The interplay between the portraits and the physical installations is important. The characters on the wall invite you into their physical space to briefly imagine their lives. In the exhibit there are two replicas of homes that pay tribute to the artist’s multicultural background: A yellow New Orleans style shotgun house with pink shutters reveal a 1970’s living room with velvet flocked wallpaper in canary yellow. Of course, no velvet wall is complete without a matching couch; this part of the installation personally transported me to a house near Oakland, CA circa 1975 where my Grandmother had a white velvet couch with jade green round velour chairs that spun around, automatically transforming my Grandma’s family room into a dizzying playground for her grandchildren…
On the other side of the couch Gaignard stocked a small kitchen with groceries for a fish fry and a savory pan of jambalaya.
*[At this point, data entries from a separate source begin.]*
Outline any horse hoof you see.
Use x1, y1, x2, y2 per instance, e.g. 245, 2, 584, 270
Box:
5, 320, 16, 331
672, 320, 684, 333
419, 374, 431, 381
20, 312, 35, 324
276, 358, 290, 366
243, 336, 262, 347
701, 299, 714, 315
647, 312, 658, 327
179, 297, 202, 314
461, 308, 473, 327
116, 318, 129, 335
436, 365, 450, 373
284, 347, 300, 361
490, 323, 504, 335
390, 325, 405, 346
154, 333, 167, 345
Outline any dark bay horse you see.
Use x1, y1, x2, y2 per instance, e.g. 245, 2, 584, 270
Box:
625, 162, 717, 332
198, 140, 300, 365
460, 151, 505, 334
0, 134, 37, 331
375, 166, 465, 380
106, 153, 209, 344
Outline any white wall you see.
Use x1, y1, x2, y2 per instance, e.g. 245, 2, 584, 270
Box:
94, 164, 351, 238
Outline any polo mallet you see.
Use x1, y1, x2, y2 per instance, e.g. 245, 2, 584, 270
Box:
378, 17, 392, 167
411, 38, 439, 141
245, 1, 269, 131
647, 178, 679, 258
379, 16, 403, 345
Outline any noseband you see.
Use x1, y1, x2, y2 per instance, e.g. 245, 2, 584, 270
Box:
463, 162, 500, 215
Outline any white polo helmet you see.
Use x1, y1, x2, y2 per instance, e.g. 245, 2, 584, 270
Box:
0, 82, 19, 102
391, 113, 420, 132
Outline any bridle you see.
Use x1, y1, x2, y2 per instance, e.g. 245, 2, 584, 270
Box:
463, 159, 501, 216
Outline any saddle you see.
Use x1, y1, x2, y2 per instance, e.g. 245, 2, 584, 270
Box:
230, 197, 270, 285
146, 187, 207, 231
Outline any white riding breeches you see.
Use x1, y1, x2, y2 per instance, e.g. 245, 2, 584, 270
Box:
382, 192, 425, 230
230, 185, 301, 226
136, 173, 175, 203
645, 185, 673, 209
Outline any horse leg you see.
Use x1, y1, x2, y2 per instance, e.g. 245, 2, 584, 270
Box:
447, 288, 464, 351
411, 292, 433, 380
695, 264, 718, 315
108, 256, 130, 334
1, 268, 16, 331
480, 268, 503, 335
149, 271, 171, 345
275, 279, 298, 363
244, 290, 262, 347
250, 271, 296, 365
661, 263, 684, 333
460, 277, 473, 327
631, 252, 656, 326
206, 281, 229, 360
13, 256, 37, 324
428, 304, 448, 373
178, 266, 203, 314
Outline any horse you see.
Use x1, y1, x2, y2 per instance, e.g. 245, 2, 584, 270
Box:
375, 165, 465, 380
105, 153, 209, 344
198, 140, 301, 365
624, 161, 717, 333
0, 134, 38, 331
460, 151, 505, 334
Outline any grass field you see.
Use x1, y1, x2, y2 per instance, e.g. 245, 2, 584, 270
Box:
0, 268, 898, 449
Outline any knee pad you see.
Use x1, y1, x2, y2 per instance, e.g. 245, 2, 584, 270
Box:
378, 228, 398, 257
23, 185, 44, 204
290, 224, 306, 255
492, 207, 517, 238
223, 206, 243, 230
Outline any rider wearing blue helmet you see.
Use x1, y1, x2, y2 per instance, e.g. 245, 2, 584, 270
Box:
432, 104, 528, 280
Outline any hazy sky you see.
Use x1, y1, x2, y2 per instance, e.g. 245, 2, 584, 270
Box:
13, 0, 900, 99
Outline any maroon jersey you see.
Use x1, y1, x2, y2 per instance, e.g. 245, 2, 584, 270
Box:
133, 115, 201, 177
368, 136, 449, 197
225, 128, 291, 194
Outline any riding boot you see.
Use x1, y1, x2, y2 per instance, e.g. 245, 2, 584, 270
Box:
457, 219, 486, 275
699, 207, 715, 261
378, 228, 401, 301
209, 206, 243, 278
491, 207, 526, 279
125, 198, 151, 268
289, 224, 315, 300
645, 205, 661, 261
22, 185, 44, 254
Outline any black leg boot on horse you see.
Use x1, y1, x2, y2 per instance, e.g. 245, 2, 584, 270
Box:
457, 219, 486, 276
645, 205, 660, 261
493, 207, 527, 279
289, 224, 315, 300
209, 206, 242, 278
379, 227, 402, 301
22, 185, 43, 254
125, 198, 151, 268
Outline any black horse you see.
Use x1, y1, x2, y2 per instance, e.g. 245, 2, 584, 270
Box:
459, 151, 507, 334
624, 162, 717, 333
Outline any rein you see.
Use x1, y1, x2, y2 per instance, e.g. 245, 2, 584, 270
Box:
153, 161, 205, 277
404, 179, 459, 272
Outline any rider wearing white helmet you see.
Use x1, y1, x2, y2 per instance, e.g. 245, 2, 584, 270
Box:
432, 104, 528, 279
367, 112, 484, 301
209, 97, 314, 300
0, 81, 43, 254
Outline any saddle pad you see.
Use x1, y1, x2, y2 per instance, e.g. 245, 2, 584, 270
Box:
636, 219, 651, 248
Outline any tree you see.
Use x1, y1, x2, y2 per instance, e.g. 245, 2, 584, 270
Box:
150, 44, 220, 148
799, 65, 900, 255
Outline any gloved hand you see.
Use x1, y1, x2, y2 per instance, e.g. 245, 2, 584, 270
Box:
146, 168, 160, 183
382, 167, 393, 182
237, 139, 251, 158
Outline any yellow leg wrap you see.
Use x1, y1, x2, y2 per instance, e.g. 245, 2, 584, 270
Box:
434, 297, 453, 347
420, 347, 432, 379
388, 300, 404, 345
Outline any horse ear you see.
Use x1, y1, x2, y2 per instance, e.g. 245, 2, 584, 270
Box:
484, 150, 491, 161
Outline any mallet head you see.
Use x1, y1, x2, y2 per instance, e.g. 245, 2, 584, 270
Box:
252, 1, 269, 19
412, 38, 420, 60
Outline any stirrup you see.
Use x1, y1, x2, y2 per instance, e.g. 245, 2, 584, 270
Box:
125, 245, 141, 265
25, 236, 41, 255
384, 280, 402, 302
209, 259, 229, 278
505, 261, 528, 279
Across from the NOLA house sits a weatherboard clad New England style home which opens into a pale pink bedroom and bathroom filled with cabbage patch dolls, wall posters, vintage magazines and an intricately decorated vanity. This space serves as both an introduction and memorial to Gaignard’s 8 ½ year old niece who passed away tragically in a fire. When a loved one passes away, a piece of you goes away with them and that void is transformative. This sense of transformation takes place among the many characters inhabiting the walls of Gaigard’s exhibit, and that link between transformation and death is repeated in the third section of the show.
One side of the space features a mixed media installation of a shooting target practice sheet that’s riddled with red gun shots. Surrounding the target’s subject are images of vibrantly colored roses adorning the subject’s silhouette. Across from this work is a video installation that plays the audio recording of a police scanner during an arrest that segues to a video of Gaignard in drag performing a rendition of Diana Ross’ “Missing You”. This version of the song is dedicated to the scores of unarmed black men that lost their lives to police violence in 2016.
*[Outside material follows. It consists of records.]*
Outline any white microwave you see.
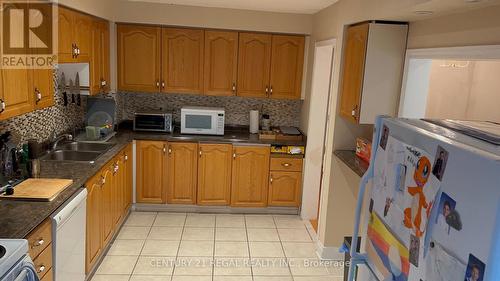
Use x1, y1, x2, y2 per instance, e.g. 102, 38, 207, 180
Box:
181, 106, 225, 135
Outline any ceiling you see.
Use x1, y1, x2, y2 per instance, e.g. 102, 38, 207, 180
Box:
125, 0, 339, 14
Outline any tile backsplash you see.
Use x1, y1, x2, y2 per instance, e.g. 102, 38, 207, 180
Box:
0, 88, 303, 143
116, 92, 303, 128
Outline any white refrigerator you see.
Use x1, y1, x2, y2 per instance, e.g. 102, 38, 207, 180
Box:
348, 117, 500, 281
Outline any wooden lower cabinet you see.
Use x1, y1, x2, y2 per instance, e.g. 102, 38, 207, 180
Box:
26, 218, 53, 280
167, 142, 198, 204
197, 143, 232, 205
85, 145, 133, 274
231, 146, 270, 207
268, 171, 302, 207
136, 140, 168, 203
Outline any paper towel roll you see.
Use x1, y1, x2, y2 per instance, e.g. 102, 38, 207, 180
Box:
249, 110, 259, 134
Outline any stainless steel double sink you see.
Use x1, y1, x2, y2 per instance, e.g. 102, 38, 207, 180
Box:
40, 142, 114, 163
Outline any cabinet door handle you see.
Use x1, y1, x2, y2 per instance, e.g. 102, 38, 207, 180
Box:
232, 83, 236, 92
124, 154, 128, 161
35, 88, 42, 104
199, 149, 202, 157
161, 81, 165, 89
281, 163, 291, 167
76, 46, 80, 57
163, 145, 166, 154
270, 86, 273, 95
351, 105, 358, 119
101, 176, 106, 185
32, 239, 44, 248
270, 175, 273, 183
101, 78, 107, 88
265, 86, 269, 95
72, 44, 76, 58
37, 265, 46, 273
0, 99, 5, 113
233, 152, 236, 159
168, 148, 172, 155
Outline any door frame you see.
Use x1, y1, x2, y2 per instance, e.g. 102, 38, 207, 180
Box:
398, 44, 500, 118
301, 38, 336, 223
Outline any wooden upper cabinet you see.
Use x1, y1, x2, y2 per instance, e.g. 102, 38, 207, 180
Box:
85, 174, 102, 273
91, 20, 110, 95
74, 13, 92, 61
167, 142, 198, 204
57, 7, 75, 62
204, 31, 238, 96
32, 69, 54, 110
0, 69, 33, 120
269, 35, 305, 99
268, 171, 302, 207
231, 146, 270, 207
339, 23, 369, 123
57, 7, 91, 63
237, 33, 272, 98
197, 143, 232, 206
136, 140, 167, 204
117, 24, 161, 92
162, 28, 204, 94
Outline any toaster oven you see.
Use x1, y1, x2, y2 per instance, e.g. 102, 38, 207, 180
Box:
133, 112, 173, 132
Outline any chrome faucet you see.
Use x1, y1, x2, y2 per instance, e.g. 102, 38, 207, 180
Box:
52, 133, 73, 150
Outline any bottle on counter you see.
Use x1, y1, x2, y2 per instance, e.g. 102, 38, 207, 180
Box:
261, 114, 271, 131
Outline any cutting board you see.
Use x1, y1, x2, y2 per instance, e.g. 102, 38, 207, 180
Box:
0, 178, 73, 202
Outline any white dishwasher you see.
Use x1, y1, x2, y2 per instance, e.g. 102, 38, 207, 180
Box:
51, 188, 87, 281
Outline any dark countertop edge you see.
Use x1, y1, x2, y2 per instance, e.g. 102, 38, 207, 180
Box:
1, 129, 306, 239
334, 150, 369, 177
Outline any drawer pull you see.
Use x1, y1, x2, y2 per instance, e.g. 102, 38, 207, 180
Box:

For me the most poignant piece of this section was a small porcelain figure sitting on a low shelf on a wall adjoining the shooting target piece and the video installation. Resting on the bookshelf among classics written by black writers including Malcolm X, Alex Haley and James Baldwin and a photograph of two police officers is a small porcelain figurine of a blond girl in a blue dress.

Her back is turned to the viewer, and despite the other works in the room that elicit a stream of powerful emotions, the figurine’s wistful gaze is directed squarely at herself in a mirror, oblivious to the tragedy, loss and sadness that surrounds her. The title for the vignette is “We are only as blind as we want to be.” The placement of this one small object delivered a powerful message that encapsulates how divergent and bifurcated our views on current events have become. Gaignard’s use of objects and the specific power she imbued to them in their placement allows room for nuanced interpretation among them without diluting the overarching theme for the show. After seeing Gaigard’s show the second time, I left the space dizzy– just like those days with me spinning around in my Grandmother’s chair so many years ago.
Smell the Roses closes Sunday February 19th at the California African American Museum in Los Angeles.